With respect to the first prong, the Commission found that LabMD’s data security practices both caused and were likely to cause substantial injury to consumers.  According to the Commission, “the privacy harm resulting from the unauthorized disclosure of sensitive health or medical information is in and of itself a substantial injury” under Section 5, even “in the absence of proven economic or physical harm.”  In coming to this conclusion, the Commission relied on its own precedent, other federal and state statutes that recognize “the inherent harm in the disclosure of sensitive health and medical information,” and tort law recognition of privacy harms “that are neither economic nor physical.”

The Commission also found that LabMD’s data security practices were “likely to cause substantial injury” as an independent basis for satisfying the first prong of the unfairness test.  Here, the Commission found that the ALJ applied the wrong test in defining “likely to cause” as “having a high probability of occurring or being true.”  The FTC articulated the “likely to cause” standard as follows:

In determining whether a practice is “likely to cause a substantial injury,” we look to the likelihood or probability of the injury occurring and the magnitude or seriousness of the injury if it does occur. Thus, a practice may be unfair if the magnitude of the potential injury is large, even if the likelihood of the injury occurring is low.  . . .  As is the case for analysis of unfairness generally, this evaluation does not require precise quantification.

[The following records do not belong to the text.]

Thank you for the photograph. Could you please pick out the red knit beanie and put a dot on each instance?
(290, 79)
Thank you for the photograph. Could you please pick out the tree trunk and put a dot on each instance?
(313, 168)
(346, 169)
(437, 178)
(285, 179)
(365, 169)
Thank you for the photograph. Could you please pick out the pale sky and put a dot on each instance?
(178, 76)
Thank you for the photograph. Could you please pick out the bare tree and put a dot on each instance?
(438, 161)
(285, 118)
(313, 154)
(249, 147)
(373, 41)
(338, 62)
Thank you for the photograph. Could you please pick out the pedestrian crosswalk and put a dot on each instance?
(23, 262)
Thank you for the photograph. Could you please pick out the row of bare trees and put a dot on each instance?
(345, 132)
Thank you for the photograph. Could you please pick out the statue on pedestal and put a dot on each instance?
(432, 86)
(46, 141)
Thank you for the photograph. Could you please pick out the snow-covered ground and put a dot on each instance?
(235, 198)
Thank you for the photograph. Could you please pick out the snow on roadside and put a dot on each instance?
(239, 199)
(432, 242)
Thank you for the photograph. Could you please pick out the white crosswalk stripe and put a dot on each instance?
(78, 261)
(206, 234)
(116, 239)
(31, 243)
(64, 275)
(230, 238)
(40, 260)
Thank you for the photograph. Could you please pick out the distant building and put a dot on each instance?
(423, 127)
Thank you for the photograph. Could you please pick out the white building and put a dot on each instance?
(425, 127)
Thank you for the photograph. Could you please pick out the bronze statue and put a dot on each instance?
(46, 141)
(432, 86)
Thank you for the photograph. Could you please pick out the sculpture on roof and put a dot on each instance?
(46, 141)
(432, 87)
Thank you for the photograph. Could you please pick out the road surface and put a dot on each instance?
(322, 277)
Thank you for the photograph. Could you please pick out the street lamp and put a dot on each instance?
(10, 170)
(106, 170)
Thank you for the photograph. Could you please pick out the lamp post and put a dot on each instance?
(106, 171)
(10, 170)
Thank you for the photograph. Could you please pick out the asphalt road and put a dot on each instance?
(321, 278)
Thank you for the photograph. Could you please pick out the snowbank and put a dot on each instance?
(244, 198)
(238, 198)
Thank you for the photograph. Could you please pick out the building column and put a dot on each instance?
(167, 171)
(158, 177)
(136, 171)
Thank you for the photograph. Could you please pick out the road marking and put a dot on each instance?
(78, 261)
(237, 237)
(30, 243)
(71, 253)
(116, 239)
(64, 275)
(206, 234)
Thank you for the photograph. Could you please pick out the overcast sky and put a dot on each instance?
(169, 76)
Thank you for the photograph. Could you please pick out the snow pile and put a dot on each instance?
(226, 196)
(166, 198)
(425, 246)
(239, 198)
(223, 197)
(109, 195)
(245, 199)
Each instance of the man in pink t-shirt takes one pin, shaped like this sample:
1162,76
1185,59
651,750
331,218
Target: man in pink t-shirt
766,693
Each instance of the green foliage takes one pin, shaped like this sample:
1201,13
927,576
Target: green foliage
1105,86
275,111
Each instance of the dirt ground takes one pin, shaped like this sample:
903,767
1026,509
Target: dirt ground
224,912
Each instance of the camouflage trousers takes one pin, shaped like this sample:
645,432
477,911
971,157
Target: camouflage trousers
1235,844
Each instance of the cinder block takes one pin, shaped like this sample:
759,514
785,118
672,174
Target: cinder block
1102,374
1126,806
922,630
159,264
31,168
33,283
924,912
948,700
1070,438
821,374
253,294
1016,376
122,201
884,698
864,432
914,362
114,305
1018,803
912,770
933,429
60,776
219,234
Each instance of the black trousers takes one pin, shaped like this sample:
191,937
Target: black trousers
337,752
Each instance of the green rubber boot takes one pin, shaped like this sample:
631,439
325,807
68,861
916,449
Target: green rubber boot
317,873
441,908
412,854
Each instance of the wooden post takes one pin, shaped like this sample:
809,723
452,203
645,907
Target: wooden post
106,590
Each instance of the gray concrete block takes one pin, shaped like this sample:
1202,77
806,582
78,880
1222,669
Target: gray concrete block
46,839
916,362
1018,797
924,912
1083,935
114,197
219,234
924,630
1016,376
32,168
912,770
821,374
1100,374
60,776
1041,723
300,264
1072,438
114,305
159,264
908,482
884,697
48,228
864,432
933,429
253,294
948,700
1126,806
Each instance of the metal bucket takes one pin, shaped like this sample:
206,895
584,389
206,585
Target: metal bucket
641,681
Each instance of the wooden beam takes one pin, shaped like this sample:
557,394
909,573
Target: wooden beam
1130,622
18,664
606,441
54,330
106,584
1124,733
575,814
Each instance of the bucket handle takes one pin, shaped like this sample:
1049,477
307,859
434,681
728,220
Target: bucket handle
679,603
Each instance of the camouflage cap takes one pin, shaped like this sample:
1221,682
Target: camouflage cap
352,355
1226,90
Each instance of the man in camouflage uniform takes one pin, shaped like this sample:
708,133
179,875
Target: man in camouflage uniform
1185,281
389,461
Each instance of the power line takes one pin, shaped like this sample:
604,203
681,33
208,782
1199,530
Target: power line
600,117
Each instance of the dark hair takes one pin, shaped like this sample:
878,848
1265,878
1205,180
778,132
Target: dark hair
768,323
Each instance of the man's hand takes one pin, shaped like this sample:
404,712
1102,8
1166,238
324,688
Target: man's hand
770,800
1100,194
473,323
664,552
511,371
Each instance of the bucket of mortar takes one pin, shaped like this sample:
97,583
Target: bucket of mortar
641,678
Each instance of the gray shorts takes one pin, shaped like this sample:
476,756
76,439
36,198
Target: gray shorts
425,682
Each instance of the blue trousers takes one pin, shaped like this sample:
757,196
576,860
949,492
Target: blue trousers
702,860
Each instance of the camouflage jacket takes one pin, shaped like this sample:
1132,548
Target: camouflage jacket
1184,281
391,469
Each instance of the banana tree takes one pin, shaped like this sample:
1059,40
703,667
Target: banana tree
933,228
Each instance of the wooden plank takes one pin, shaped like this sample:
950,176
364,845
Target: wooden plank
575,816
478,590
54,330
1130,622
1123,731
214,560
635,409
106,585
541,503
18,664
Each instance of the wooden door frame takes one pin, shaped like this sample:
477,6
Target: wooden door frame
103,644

What is important is obtaining an overall understanding of the level of risk and harm to which consumers are exposed.

Thus, the Commission found that a “significant risk” of injury satisfies the likelihood standard, and that this standard was satisfied here based on the exposure of sensitive personal information to millions of online users via a P2P network and the potential consumer harms caused by medical identity theft such as fraud, misdiagnosis, and mistreatment.  The Commission rejected LabMD’s argument that it needed to satisfy Article III standing requirements, as articulated in the Supreme Court’s recent Spokeo decision, to find a likelihood of substantial injury under Section 5.

With respect to the second prong, the Commission found that consumers could not reasonably avoid the injuries resulting from LabMD’s data security practices, because most patients whose data was compromised were not aware that their data was even provided to LabMD.  The Commission emphasized that this inquiry “centers on whether consumers can avoid harm before it occurs,” and that even if consumers could have mitigated the harms after the fact here, LabMD failed to notify the consumers about the disclosure.  Finally, with respect to the third prong, the Commission found that the consumers’ injuries were not outweighed by countervailing benefits to consumers or to competition, largely relying on “detailed evidence of low-cost solutions that LabMD could have adopted to cure the deficiencies and render its practices reasonable and appropriate.”

Finally, the Commission Opinion rejected LabMD’s affirmative defenses, including its vagueness challenge against the FTC’s unfairness standard.  The Commission distinguished prior precedent on the subject, stating that “the FTC is imposing the same basic data security standard it has consistently articulated for nearly fifteen years.”  And it specifically pointed to “ample notice to the public” of the Commission’s “expectations regarding reasonable and appropriate data security practices,” such as FTC complaints and consent decrees.

Order

The Commission Opinion concludes with a description of its order, which is “similar” to the Notice Order that was attached to the original complaint.  As with the Commission’s consent orders in previous data security cases, the order lasts twenty years and requires LabMD to, among other things, maintain a comprehensive written information security program, obtain biennial assessments of that program, notify individuals whose personal information was or could have been exposed about the unauthorized disclosure, and comply with record-keeping and compliance reporting requirements.

According to the Commission’s press release on the decision, LabMD can now file a petition for review of the FTC’s decision and order with a U.S. Court of Appeals within 60 days.